Dedicated endpoints

How does the system scale?

Dedicated endpoints supports horizontal scaling. This means that it scales linearly with the additional replicas specified at during endpoint configuration.


How does auto-scaling affect my costs?

Billing for dedicated endpoints is proportional to the number of replicas.
For example, scaling from 1 to 2 replicas will double your GPU costs.


Is my endpoint guaranteed to scale to the max replica set?

We will scale to the max possible replica available at the time. This may be short of the max replicas that were set in the configuration if availability is limited.


When to use vertical vs horizontal scale?

In other words, when to add GPUs per replica or add more replica?

Vertical scaling

Multiple GPUs, or vertical scaling, increases the generation speed, time to first token and max QPS.
You should increase GPUs if your workload meets the following conditions:

Compute-bound
If your workload is compute-intensive and bottlenecked by GPU processing power, adding more GPUs to a single endpoint can significantly improve performance.

Memory-intensive
If your workload requires large amounts of memory, adding more GPUs to a single endpoint can provide more memory and improve performance.

Single-node scalability
If your workload can scale well within a single node (e.g., using data parallelism or model parallelism), adding more GPUs to a single endpoint can be an effective way to increase throughput.

Low-latency requirements
If your application requires low latency, increasing the number of GPUs on a single endpoint can help reduce latency by processing requests in parallel.

Horizontal scaling

The number of replicas (horizontal scaling) increases the max number of QPS.
You should increase the number of replicas if your workload meets the following conditions:

I/O-bound workloads
If your workload is I/O-bound (e.g., waiting for data to be loaded or written), increasing the number of replicas can help spread the I/O load across multiple nodes.

Request concurrency
If your application receives a high volume of concurrent requests, increasing the number of replicas can help distribute the load and improve responsiveness.

Fault tolerance:
Increasing the number of replicas can improve fault tolerance by ensuring that if one node fails, others can continue to process requests.

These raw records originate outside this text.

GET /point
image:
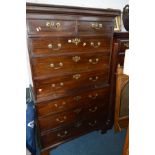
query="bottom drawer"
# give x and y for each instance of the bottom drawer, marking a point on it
(78, 128)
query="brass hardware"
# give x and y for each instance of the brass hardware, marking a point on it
(78, 110)
(54, 85)
(77, 98)
(84, 44)
(55, 48)
(78, 124)
(93, 79)
(40, 90)
(76, 58)
(56, 67)
(96, 26)
(95, 46)
(76, 41)
(61, 106)
(53, 25)
(92, 123)
(62, 135)
(93, 110)
(61, 120)
(38, 29)
(94, 62)
(93, 96)
(76, 76)
(126, 44)
(57, 25)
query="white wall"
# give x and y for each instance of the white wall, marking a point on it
(114, 4)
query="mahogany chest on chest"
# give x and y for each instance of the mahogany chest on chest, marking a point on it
(72, 64)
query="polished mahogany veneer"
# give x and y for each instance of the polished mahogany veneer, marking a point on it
(73, 66)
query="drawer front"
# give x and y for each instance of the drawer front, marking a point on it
(55, 120)
(57, 45)
(62, 85)
(54, 27)
(58, 65)
(95, 27)
(76, 129)
(78, 100)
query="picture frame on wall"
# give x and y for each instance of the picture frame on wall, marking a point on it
(117, 23)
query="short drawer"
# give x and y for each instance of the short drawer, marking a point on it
(56, 120)
(47, 46)
(66, 64)
(99, 28)
(53, 27)
(62, 85)
(76, 129)
(75, 101)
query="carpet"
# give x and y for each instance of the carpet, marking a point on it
(93, 143)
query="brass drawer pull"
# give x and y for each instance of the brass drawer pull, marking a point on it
(95, 45)
(78, 124)
(76, 58)
(57, 47)
(56, 67)
(60, 106)
(75, 41)
(76, 76)
(126, 44)
(77, 111)
(93, 110)
(62, 135)
(96, 26)
(38, 29)
(61, 84)
(92, 123)
(93, 79)
(61, 120)
(40, 90)
(53, 25)
(95, 61)
(77, 98)
(93, 96)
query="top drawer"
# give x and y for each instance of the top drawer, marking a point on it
(100, 28)
(48, 27)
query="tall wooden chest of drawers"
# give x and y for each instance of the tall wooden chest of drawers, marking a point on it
(72, 65)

Scalability across multiple nodes
If your workload can scale well across multiple nodes (e.g., using data parallelism or distributed training), increasing the number of replicas can be an effective way to increase throughput.


Troubleshooting dedicated endpoints configuration

There are a number of reasons that an endpoint isn't immediately created successfully.

Lack of availability: If we are short on available hardware, the endpoint will still be created but rather than automatically starting the endpoint, it will be queued for the next available hardware.

Minimal availability: We may have hardware available but only enough to for a small amount of replicas. If this is the case, the endpoint may start but only scale to the amount of replicas available. If the min replica is set higher than we have capacity for, we may queue the endpoint until it there is enough availability. To avoid the wait, you can reduce the min replica count.


Will I be billed for the time spent spinning up the endpoint or looking for resources?

Billing events start only when a dedicated endpoint is successfully up and running. If there is a lag in time or a failure to deploy the endpoint, you will not be billed for that time.